First-Generation Student Success
and Research Center

The You First at VCU, First-Generation Student Success and Research Center creates environments in which new empirical research is generated, tested and shared to create more equitable educational environments for first generation college students by addressing the social, academic, and financial barriers that prevent students from timely degree completion.

Through a grant from the Jesse Ball duPont Fund core components of the faculty engagement aspect of the You First Center have been established:

  • You First Faculty Fellow Program to offer fellowships to faculty who are motivated to advance the Center’s mission. Faculty fellows will play a leadership role in faculty development programming and serve as liaisons between the Center, departments, and faculty.
      
  • First Gen Ambassadors Program, a faculty learning community which will offer peer-led groups of faculty, staff, and graduate students a collaborative structure to provide encouragement, support and reflection on the teaching, learning, research, and developmental needs of faculty working to engage first generation students.

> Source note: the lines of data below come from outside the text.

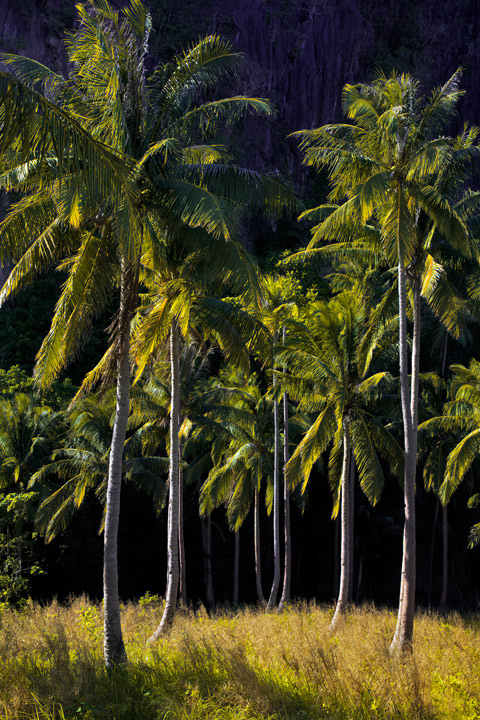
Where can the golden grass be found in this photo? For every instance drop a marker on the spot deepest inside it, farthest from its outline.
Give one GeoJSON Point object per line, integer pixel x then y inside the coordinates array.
{"type": "Point", "coordinates": [237, 666]}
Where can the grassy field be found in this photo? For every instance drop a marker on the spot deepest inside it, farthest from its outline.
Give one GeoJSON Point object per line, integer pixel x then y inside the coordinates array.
{"type": "Point", "coordinates": [238, 666]}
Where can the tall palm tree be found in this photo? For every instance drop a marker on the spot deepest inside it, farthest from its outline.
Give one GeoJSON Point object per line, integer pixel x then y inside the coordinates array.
{"type": "Point", "coordinates": [460, 419]}
{"type": "Point", "coordinates": [104, 154]}
{"type": "Point", "coordinates": [277, 305]}
{"type": "Point", "coordinates": [385, 168]}
{"type": "Point", "coordinates": [80, 464]}
{"type": "Point", "coordinates": [239, 422]}
{"type": "Point", "coordinates": [331, 372]}
{"type": "Point", "coordinates": [177, 306]}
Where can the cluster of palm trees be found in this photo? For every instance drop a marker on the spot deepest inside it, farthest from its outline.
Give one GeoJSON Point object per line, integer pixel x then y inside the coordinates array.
{"type": "Point", "coordinates": [125, 187]}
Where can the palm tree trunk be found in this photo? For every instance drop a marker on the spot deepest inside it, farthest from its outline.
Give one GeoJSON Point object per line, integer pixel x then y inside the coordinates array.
{"type": "Point", "coordinates": [114, 648]}
{"type": "Point", "coordinates": [287, 568]}
{"type": "Point", "coordinates": [236, 567]}
{"type": "Point", "coordinates": [403, 637]}
{"type": "Point", "coordinates": [443, 598]}
{"type": "Point", "coordinates": [172, 540]}
{"type": "Point", "coordinates": [351, 549]}
{"type": "Point", "coordinates": [258, 566]}
{"type": "Point", "coordinates": [343, 594]}
{"type": "Point", "coordinates": [207, 560]}
{"type": "Point", "coordinates": [276, 502]}
{"type": "Point", "coordinates": [181, 533]}
{"type": "Point", "coordinates": [432, 551]}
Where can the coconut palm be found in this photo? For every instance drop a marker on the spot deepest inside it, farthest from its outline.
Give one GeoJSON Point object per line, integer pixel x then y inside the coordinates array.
{"type": "Point", "coordinates": [387, 168]}
{"type": "Point", "coordinates": [276, 307]}
{"type": "Point", "coordinates": [460, 418]}
{"type": "Point", "coordinates": [331, 372]}
{"type": "Point", "coordinates": [80, 463]}
{"type": "Point", "coordinates": [239, 420]}
{"type": "Point", "coordinates": [176, 307]}
{"type": "Point", "coordinates": [104, 154]}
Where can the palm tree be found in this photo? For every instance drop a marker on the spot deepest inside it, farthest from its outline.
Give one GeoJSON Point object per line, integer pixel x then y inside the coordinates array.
{"type": "Point", "coordinates": [276, 306]}
{"type": "Point", "coordinates": [80, 463]}
{"type": "Point", "coordinates": [386, 167]}
{"type": "Point", "coordinates": [436, 449]}
{"type": "Point", "coordinates": [178, 306]}
{"type": "Point", "coordinates": [239, 422]}
{"type": "Point", "coordinates": [330, 373]}
{"type": "Point", "coordinates": [461, 417]}
{"type": "Point", "coordinates": [28, 431]}
{"type": "Point", "coordinates": [106, 155]}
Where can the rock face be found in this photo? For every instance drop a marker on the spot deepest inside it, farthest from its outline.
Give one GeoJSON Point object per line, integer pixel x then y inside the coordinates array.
{"type": "Point", "coordinates": [299, 53]}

  • First-Generation Research Grants to faculty and students who are interested in engaging in research to explore various facets of student success, which hold important implications for first-generation student success.

  • Faculty development opportunities will also be sponsored by the You First Center with specific focus on innovative approaches to teaching and learning.

 

This Year's Faculty Fellow

Edmund Acevedo, Ph.D., FACSM
Dr. Acevedo is a Hispanic first-generation college graduate, and a professor in the department of Kinesiology and Health Sciences. His primary research focus is on the impact of stress and fitness level on an individual’s health. He has examined the effects of concurrent mental and physical challenges on cardiorespiratory responses, and indicators of inflammation and endothelial wall function. More recently, his research group has conducted a number of research projects focused on telomere length, a biological marker of cellular age.